Researchers at the US Food and Drug Administration (FDA) recently published a review on the toxicity of orally-consumed CBD. The report largely echoes worries outlined in other safety reviews, such as by the European Food Safety Authority (Efsa) and the UK’s Food Standards Agency (FSA).
Like these earlier reports, the FDA review should be taken seriously and raises important considerations for future research and even use today. However, the extent of the identified risks is limited.
The findings arise mainly from animal models and/or reflect unrealistic use conditions that have yet to present as serious health risks in otherwise healthy individuals taking CBD in a responsible and moderated manner.
Drawing from studies using animal and cellular models, CBD was linked to developmental and reproductive toxicity (17 studies), liver toxicity (eight studies), immunotoxicity (four studies), and genotoxicity (four studies). One of the key pathways identified as a potential cause of this toxicity is CBD’s inhibition of certain enzymes that play a role in drug metabolism, further raising the risk that CBD could cause interactions with other drugs.
The studies do demonstrate that CBD can pose a threat, but the circumstances in which these harms manifest are difficult to extrapolate to population level health. Questions remain, too, over whether the results from the studies are really applicable to humans.
Most of the dosages considered throughout the review are unrealistically high.
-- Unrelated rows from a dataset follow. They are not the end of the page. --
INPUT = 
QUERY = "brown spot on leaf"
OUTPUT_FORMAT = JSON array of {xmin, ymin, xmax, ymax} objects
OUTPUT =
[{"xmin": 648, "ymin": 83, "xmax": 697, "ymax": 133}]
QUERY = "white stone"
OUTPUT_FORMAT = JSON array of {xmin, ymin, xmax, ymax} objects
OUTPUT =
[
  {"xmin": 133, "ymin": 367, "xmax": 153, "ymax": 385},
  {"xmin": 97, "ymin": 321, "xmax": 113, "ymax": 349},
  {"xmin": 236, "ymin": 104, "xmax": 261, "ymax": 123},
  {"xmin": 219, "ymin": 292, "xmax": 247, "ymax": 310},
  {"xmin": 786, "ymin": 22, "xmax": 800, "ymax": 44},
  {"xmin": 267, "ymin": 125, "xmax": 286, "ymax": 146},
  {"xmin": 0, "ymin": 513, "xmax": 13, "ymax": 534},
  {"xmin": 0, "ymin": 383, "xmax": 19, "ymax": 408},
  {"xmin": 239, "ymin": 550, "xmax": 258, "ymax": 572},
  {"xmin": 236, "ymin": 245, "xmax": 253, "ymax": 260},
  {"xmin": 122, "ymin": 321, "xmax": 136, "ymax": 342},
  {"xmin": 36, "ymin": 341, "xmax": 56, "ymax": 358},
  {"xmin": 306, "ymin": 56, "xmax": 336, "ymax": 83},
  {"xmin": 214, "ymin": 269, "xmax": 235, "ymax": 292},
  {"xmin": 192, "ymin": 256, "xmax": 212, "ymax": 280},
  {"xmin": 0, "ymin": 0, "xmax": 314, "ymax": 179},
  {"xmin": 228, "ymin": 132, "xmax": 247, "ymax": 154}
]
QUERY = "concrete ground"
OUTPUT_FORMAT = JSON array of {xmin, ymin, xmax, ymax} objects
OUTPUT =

In one particularly egregious case, the amount of CBD used mirrored the lethal dose of table salt.
While several studies acknowledged that the doses were high, many did not, making dangerous generalisations about human use.
A question of exposure
Consider the study from Ewing et al cited in regards to potential liver toxicity. The authors claim the lowest dose they used in mice corresponded to the “human CBD dose of 5 mg/kg BW, the recommended daily starting dosage of Epidiolex” – yet that calculation was arrived at quite informally, using a conversion scale which inadequately accounts for the specific pharmacokinetics of CBD.
Overall, the studies provide grounds for caution and future research, but proposed parallels to human health may be overstated.
Within the context of risk identification, excessive dosing is understandable and even desirable, as one wants to cast a broad net that captures any and all potential harms. But these studies must be understood as representing more extreme circumstances.
As a review of those studies, the FDA report says itself it “is not a risk assessment and does not seek to identify levels of exposure that may result in adverse effects”. Unfortunately, the authors’ primary conclusion attempts to do just that, claiming “CBD raises safety concerns, especially for long term consumption by the general population”.
Safety concerns arising from long-term consumption are fundamentally questions of exposure –in this case repeated exposure. The primary justification given for the claim is a reference to CBD’s long half-life following chronic exposure, but without concrete figures on a dose-response relationship in humans, the conclusion is nothing more than conjecture.
As a review of the literature, the FDA’s report makes a solid case that CBD may have potential health harms that require follow-up, more active surveillance, and even may prompt caution for users with a history of liver impairment or fertility concerns.
That said, the review oversteps its scope by trying to attribute such risks to an ultimately unsubstantiated compounding risk over time. Evidence regarding the health consequences of long-term CBD use is largely absent, and until such evidence is available, known risks should to be understood in the context of the existing evidence showing that short-term moderate CBD use is safe.